I'm hesitating to do this because I moved DS from the previous school when his year 2 teacher did the same thing. Then when I started to home-teach him in the evenings instead to keep his enthusiasm up, the deputy-head told me to stop. Poor DS was stuck in the middle so i did stop but I started looking for a new school. Then I found this current school and I thought it would be ok, but now here we go again!

(BTW DS was the only level 3 child the previous school got for KS1 SATS).

This is why i am so very keen not to fall out with the school over this.

I wish I was making this up. I keep thinking I must have misunderstood, but the teacher's words were extremely clear.

Seeline Thu 08-Nov-12 14:43:47

They should be able to provide some sort of extension work. At my DCs school in y3 - y6, the best mathematicians from each class are taken across the year group and given an enrichment session once a week.
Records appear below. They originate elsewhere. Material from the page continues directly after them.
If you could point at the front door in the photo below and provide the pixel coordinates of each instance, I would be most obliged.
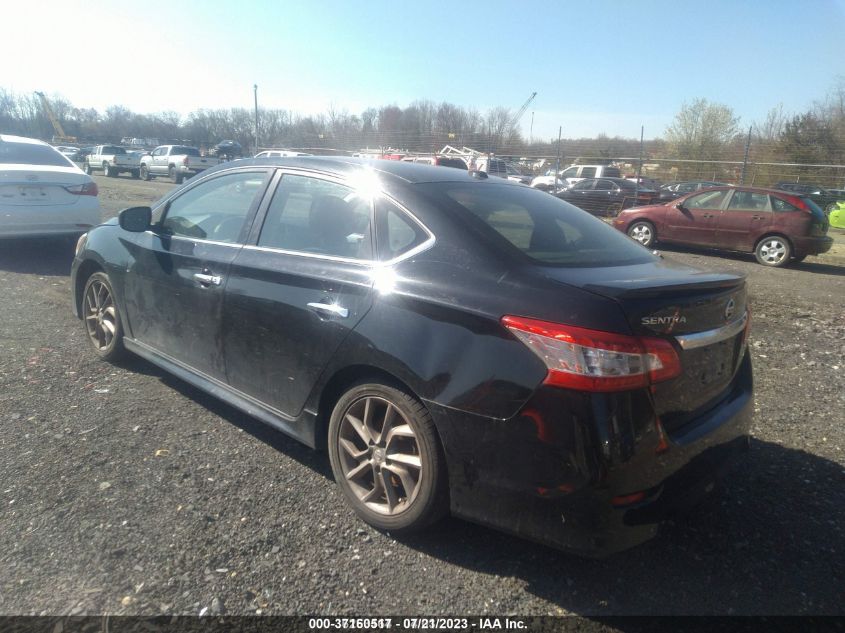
(174, 288)
(693, 219)
(747, 215)
(293, 297)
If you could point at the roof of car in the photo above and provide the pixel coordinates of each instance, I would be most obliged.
(407, 171)
(8, 138)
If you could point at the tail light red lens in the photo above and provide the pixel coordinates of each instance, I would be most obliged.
(591, 360)
(86, 189)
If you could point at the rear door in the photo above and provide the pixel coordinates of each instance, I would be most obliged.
(298, 289)
(746, 217)
(693, 219)
(174, 289)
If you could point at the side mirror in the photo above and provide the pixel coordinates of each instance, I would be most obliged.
(135, 219)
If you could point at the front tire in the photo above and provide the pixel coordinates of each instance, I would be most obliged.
(386, 458)
(643, 232)
(773, 250)
(102, 319)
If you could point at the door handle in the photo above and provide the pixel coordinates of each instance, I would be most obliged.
(330, 308)
(208, 280)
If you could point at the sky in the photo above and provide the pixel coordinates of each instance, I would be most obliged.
(597, 67)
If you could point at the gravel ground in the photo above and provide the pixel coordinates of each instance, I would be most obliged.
(126, 491)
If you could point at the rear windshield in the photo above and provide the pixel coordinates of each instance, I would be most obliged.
(179, 149)
(32, 154)
(543, 228)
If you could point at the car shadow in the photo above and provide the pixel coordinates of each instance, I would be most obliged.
(37, 256)
(767, 542)
(813, 264)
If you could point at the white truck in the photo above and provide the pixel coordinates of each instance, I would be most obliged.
(176, 162)
(113, 160)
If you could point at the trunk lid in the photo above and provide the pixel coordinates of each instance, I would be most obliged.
(677, 303)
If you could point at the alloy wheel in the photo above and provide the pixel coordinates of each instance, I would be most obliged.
(100, 315)
(773, 251)
(380, 455)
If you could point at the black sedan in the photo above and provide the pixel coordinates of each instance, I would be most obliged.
(456, 343)
(607, 196)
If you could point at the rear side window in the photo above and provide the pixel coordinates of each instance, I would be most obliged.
(532, 223)
(397, 232)
(317, 216)
(707, 200)
(32, 154)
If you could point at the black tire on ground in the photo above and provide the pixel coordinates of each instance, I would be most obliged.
(101, 318)
(773, 250)
(387, 459)
(643, 232)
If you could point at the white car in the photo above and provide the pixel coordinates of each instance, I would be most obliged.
(42, 193)
(276, 153)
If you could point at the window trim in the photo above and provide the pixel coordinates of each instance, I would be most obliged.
(374, 262)
(249, 218)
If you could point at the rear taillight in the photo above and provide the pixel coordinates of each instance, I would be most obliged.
(87, 189)
(591, 360)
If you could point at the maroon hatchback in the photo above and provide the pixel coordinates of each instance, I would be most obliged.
(778, 227)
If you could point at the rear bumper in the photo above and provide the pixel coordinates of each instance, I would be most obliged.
(551, 473)
(811, 245)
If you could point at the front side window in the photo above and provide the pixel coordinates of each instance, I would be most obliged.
(317, 216)
(216, 209)
(538, 226)
(707, 200)
(397, 232)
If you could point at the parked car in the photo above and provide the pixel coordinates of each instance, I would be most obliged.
(42, 193)
(113, 160)
(825, 198)
(455, 342)
(175, 161)
(279, 153)
(606, 196)
(675, 190)
(777, 226)
(572, 174)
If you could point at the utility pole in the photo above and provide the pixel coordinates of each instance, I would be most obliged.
(745, 160)
(255, 90)
(557, 164)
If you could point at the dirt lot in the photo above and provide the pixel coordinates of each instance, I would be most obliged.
(124, 490)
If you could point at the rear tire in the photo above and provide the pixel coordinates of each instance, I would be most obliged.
(643, 232)
(773, 250)
(387, 459)
(101, 318)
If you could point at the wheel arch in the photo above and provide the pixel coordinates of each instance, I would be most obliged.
(86, 269)
(339, 382)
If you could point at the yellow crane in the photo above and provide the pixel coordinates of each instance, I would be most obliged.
(59, 136)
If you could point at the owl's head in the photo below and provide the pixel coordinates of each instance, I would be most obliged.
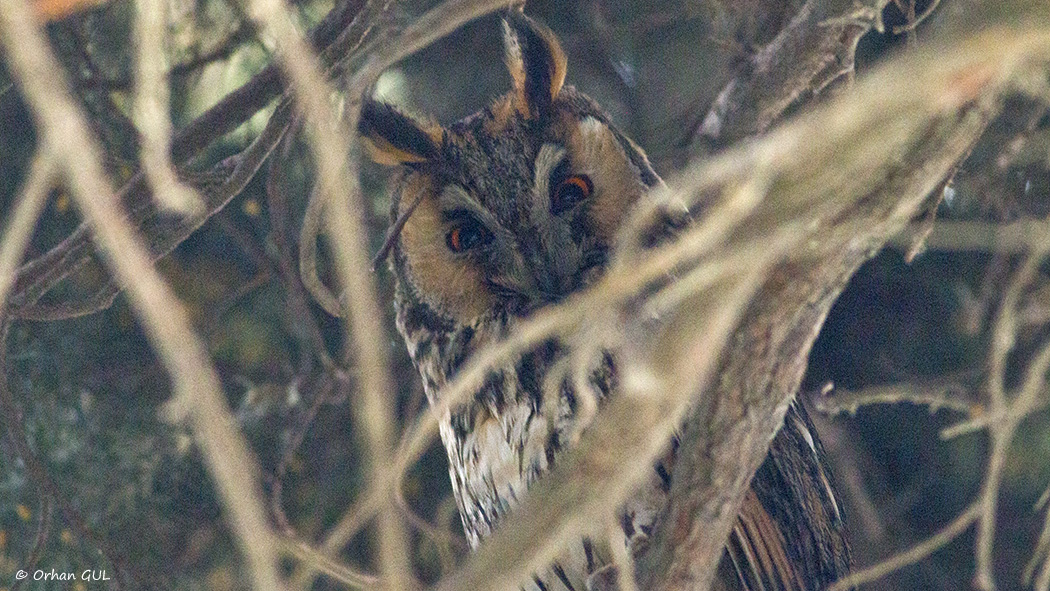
(517, 206)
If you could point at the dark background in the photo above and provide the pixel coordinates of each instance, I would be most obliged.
(91, 388)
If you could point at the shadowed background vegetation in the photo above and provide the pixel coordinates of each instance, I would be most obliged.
(91, 389)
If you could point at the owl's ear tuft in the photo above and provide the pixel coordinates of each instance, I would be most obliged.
(536, 61)
(393, 138)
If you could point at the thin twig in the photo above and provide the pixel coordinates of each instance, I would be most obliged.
(349, 237)
(914, 554)
(197, 393)
(151, 97)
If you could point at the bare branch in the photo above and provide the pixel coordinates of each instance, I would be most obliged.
(197, 393)
(914, 554)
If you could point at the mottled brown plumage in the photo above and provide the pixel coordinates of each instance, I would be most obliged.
(512, 209)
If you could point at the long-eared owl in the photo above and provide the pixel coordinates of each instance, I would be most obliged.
(509, 210)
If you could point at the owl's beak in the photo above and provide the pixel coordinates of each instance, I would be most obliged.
(526, 287)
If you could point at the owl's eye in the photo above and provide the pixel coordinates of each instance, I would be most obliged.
(570, 191)
(467, 233)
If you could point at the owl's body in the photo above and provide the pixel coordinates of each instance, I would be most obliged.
(503, 213)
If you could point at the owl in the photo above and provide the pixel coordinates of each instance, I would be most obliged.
(511, 210)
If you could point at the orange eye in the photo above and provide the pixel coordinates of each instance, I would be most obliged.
(569, 192)
(466, 234)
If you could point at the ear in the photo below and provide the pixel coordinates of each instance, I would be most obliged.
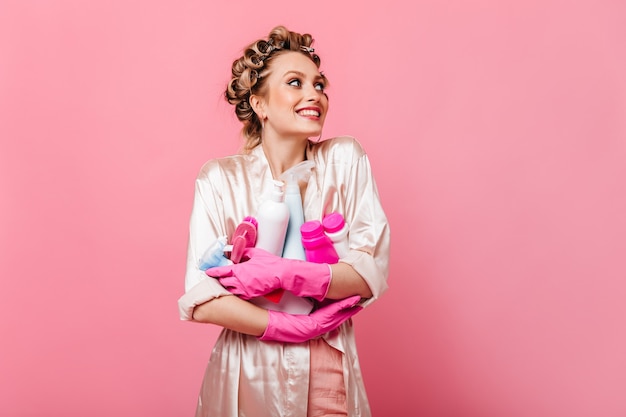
(258, 105)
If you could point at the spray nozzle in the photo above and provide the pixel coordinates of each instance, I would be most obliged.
(297, 173)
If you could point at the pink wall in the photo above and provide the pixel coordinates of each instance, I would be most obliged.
(497, 131)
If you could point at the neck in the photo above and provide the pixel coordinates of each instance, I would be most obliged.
(282, 155)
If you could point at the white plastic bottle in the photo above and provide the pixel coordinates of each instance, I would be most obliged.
(336, 229)
(273, 218)
(293, 243)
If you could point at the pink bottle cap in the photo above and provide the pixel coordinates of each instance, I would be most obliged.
(333, 222)
(311, 229)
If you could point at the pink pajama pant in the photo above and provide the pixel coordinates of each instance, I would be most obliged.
(327, 390)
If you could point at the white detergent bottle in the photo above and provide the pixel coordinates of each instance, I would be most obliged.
(293, 177)
(273, 218)
(282, 300)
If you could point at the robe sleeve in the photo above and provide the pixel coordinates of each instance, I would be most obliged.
(205, 226)
(369, 234)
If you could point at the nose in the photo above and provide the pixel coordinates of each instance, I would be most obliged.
(313, 94)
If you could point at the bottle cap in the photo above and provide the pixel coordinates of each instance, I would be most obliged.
(333, 222)
(311, 229)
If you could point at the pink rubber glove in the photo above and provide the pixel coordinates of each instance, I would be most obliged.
(291, 328)
(260, 273)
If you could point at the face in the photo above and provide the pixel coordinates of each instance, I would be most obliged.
(294, 103)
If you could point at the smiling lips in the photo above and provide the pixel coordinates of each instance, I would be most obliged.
(309, 112)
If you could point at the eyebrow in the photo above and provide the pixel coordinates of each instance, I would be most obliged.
(303, 75)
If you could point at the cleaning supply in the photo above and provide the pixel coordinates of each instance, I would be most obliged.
(214, 255)
(317, 246)
(336, 229)
(244, 237)
(292, 178)
(272, 221)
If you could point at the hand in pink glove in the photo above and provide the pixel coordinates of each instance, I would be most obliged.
(260, 273)
(291, 328)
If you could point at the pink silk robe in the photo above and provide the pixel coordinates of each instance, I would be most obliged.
(250, 378)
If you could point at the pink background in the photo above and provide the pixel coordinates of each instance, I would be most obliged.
(497, 133)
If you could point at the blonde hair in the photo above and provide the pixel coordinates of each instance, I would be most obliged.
(250, 71)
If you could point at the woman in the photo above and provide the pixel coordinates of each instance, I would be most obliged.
(268, 363)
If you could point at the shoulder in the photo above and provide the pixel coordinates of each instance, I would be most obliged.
(224, 166)
(342, 149)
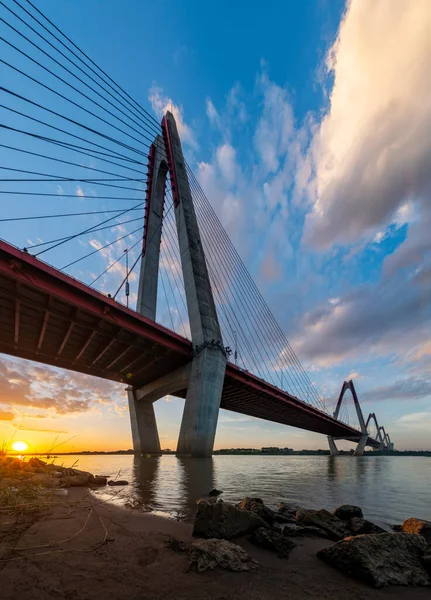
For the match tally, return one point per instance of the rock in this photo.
(348, 511)
(289, 510)
(273, 540)
(36, 465)
(380, 560)
(257, 506)
(176, 545)
(359, 526)
(306, 530)
(223, 520)
(419, 526)
(43, 479)
(284, 518)
(212, 553)
(99, 480)
(426, 561)
(334, 527)
(75, 480)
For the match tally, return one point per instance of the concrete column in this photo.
(203, 398)
(332, 446)
(143, 420)
(149, 273)
(359, 450)
(143, 424)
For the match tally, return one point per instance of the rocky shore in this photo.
(77, 546)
My DS loved it.

mummytime Thu 08-Nov-12 15:03:00

Are you sure the head even knows you wanted to see her? It could be a receptionist issue.
The teacher also fobbed you off, part of her job into provide suitably "differentiated" work for all pupils. It is hard, but its part of the job.

admission Thu 08-Nov-12 15:29:49

I agree with mummytime, this is beginning to sound like a "protector" who is exceeding their job requirements. Email the head directly and see what happens.

teacherwith2kids Thu 08-Nov-12 18:06:55

I'm with admission - it may well be that the head knows nothing about your requests. E-mail directly - or give her a sealed letter in person if you are likely to bump into her but can't speak because your child is there.